Ce combat est certes noble, mais il demande surtout le courage de tous. Celui des politiques bien-sûr, celui des entreprises, celui des travailleurs et celui des consommateurs. Il va falloir résoudre les antagonismes qui empêchent le système de devenir vertueux ; cela demandera de faire des choix qui coûteront à tous, mais l’enjeu sera de privilégier tel coût immédiat vs tel coût futur. Les conflits d’intérêts seront au centre et exigeront la plus grande cohérence de tous. Le monde n’est pas manichéen mais penser et agir mieux, faire de meilleurs choix, est à notre portée. 

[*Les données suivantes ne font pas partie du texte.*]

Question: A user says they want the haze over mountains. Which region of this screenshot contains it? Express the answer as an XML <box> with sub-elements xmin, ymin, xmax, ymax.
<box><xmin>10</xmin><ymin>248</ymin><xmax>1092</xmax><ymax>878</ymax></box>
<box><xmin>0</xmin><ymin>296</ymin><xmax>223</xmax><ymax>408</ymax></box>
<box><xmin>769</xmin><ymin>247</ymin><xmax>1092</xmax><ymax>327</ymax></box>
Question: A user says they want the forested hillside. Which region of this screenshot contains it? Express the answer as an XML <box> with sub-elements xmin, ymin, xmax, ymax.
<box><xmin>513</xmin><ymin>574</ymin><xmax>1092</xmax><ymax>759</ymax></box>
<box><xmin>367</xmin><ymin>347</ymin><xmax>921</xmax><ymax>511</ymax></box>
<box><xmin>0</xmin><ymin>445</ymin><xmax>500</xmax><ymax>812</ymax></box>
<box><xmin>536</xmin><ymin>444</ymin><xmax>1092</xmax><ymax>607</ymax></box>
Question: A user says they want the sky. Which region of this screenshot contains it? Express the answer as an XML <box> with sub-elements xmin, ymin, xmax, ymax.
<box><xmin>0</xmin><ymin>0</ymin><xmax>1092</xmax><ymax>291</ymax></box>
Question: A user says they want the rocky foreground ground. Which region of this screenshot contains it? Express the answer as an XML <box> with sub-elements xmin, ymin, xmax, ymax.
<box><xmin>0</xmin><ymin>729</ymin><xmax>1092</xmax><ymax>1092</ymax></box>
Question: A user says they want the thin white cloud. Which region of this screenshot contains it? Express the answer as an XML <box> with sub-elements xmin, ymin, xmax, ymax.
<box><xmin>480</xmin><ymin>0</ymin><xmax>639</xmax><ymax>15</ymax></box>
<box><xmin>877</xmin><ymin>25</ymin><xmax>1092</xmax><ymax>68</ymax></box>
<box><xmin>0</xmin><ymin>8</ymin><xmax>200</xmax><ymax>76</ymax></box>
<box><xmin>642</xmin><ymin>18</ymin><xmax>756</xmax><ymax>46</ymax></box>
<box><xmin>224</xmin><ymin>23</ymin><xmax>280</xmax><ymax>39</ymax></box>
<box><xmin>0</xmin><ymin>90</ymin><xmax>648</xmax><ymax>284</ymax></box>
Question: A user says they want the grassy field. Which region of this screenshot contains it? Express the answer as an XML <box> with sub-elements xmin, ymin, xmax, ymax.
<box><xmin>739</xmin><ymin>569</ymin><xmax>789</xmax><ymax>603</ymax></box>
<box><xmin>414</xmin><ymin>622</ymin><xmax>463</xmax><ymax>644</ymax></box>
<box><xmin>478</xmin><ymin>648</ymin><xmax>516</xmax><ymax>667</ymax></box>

Réussir induit également de cesser de résister au changement du monde pour entrer enfin dans la danse et tenter d’influencer le cours de la musique plutôt que de fermer les yeux et subir le rythme et la mélodie.

Se débattre avec le désordre, telle est notre mission collective et mondiale. Chacun doit identifier et être selon son utile propre comme dirait Spinoza. Chacun doit créer du sens pour entraîner une révolution systémique qui passera par la réinvention des démocraties et la révolution du travail pour modifier en substance le système capitaliste dont la plasticité donne aussi bien de l’espoir qu’elle demande du courage. Nous devons convoquer notre capacité d’imagination pour oser changer ce que nous n’aimons pas dans le monde. Notre salut viendra de la fin de notre découragement.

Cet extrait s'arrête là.